A solar air collector’s technical construction looks simple and can actually be relatively easy to copy. However, there are surprisingly many pitfalls and the risk of construction errors is high.

As a well-established manufacturer, SolarVenti Ltd. welcomes new competitors as long as the competing product is well constructed and will provide a durable and good experience for the user.

Unfortunately, we regularly see manufacturers - both in Denmark and abroad - who develop solutions that are badly thought through and who run misleading marketing campaigns in an industry that is still relatively young.

Both ill-considered solutions and misleading marketing campaigns damage the industry as a whole as both have a negative impact on a customer’s trust. Regardless of the solar air collector you, the customer, end up choosing, there are a few basic things that are worthy of note when you read product descriptions and other sales material.

Advertising rhetoric about extremely high temperature output is misleading

The main benchmark for the evaluation of the efficiency of a solar air collector will always be the number of cubic meters of incoming air per hour at a given temperature.
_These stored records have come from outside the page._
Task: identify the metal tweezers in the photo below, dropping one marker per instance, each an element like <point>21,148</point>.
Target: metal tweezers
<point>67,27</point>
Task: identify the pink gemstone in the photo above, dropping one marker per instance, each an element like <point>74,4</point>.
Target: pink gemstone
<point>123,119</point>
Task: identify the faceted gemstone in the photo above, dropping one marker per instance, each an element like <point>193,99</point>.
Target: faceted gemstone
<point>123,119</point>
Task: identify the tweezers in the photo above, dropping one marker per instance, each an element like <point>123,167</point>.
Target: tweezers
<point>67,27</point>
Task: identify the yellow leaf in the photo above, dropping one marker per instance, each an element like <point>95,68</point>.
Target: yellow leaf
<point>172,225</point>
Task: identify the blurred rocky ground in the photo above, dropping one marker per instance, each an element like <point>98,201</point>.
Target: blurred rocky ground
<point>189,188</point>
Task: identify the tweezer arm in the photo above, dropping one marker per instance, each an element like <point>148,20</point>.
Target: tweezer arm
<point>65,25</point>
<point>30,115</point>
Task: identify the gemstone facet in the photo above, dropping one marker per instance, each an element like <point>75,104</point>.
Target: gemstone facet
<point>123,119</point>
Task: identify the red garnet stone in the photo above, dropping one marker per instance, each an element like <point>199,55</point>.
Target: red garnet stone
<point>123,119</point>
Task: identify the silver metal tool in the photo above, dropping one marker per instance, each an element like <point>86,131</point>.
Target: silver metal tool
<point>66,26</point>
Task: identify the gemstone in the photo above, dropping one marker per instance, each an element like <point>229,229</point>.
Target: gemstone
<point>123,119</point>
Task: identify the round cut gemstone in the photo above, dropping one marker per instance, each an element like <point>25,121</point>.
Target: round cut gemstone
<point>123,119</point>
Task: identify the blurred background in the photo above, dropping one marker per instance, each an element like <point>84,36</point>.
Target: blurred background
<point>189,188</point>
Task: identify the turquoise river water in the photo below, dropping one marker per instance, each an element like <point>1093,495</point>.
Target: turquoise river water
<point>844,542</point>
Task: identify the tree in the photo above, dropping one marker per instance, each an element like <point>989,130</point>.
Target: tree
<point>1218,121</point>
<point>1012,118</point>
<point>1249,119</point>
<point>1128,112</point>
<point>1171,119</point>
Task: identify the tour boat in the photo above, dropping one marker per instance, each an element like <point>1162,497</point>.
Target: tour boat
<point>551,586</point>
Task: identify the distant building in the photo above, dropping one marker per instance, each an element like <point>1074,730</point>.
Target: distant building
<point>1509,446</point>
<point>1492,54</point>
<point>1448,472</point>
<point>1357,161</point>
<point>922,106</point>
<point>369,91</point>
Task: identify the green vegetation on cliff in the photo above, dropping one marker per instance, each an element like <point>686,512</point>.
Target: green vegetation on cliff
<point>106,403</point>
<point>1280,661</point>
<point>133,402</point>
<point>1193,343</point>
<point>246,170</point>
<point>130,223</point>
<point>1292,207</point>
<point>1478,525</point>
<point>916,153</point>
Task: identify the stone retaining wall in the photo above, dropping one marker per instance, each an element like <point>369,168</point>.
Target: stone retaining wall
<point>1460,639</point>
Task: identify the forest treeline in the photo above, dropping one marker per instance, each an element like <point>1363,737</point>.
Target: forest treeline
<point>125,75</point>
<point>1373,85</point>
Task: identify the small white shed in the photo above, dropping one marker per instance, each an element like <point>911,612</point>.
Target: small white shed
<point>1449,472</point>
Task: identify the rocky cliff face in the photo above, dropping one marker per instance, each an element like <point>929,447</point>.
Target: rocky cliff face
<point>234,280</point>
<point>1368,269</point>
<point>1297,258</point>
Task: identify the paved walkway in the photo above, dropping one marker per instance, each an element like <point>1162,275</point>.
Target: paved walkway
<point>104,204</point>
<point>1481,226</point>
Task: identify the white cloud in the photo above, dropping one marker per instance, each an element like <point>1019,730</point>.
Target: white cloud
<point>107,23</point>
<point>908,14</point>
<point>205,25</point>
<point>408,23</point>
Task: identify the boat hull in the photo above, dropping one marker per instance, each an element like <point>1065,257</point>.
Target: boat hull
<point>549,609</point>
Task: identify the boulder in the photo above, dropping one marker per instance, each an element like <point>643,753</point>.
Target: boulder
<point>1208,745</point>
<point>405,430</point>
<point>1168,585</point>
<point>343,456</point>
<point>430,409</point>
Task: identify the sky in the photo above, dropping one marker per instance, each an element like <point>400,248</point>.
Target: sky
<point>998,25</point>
Claims of, e.g., “250 % higher output than similar products” are beyond the realms of current technology and, therefore, technically impossible, but are also an example of misleading marketing.

The fundamental principle behind efficient dehumidification, ventilation and supplementary heating from a solar air collector is that the collector blows large volumes of air into the house at a temperature that is optimal in relation to the volume of air.

The heat from the sun is used, out in the panel on the roof or wall, to adjust the temperature of the air that is blown into the house so that it is close to - and generally above - the indoor temperature of the house.

In this way, the house is supplied with automatic and cost-free dehumidification and ventilation, which usually results in noticeable savings on electricity and heating bills as well as a good indoor climate.

In brief: A well-constructed solar air collector blows large volumes of air, at a temperature adjusted to be as high as possible, into the house when the sun shines. A solar air collector’s output of a given temperature must always be quoted together with the number of cubic meters of incoming air per hour- otherwise the quoted temperature is of no value as product data.

The way in which the solar air collector cools itself down is crucial 

Today, it is standard for the modern solar air collector to have the electricity-producing solar cell built into the actual panel. The solar cell fits discretely into the panel and is well protected against thrown-up pebbles and other types of impact.

And the solar cell relinquishes its own heat to the solar air collector panel and, thus, into the house rather than into the air outside, for the benefit for the birds.

The protected position of the solar cell within the panel imposes demands on the “self-cooling” properties of the system. Temperatures of up to 140 degrees Celsius can be reached inside the panel when the system is switched off and the fan is not running. Neither the solar cell nor the fan can cope with temperatures of this magnitude. Therefore, it is essential that the solar air collector is able to cool itself when it is switched off - i.e. when the fan is not working.

Self-cooling of the solar air collector by means of an extra fan which blows air from inside the house through the solar panel when the system is switched off is not a good solution - for several reasons. Firstly, and most importantly, used air from inside the house that is blown out through the panel will always result in deposits of organic material inside the panel in the long term.

This means that either the customer himself or a service technician will have to remove, dismantle and clean the whole panel on the inside at some point: a large and time-consuming job, regardless of whether it needs to be done after six months or after three years.

Another reason why the extra fan inside the solar air collector panel is a bad solution is that there will always be noise from the system when the sun shines - and it is not possible to switch the noise off!

A third reason is that the solar cell in a panel with a separate cooling fan will overheat and be destroyed if, by unfortunate coincidence, the extra fan/solar cell/cable or regulator does not work for some reason or other.

Briefly: A solar air collector’s self-cooling system must work in all situations - without being heard. And it is never a good idea to blow used air from the house through a solar air collector panel. A solar air collector panel must be clean on the inside and remain so.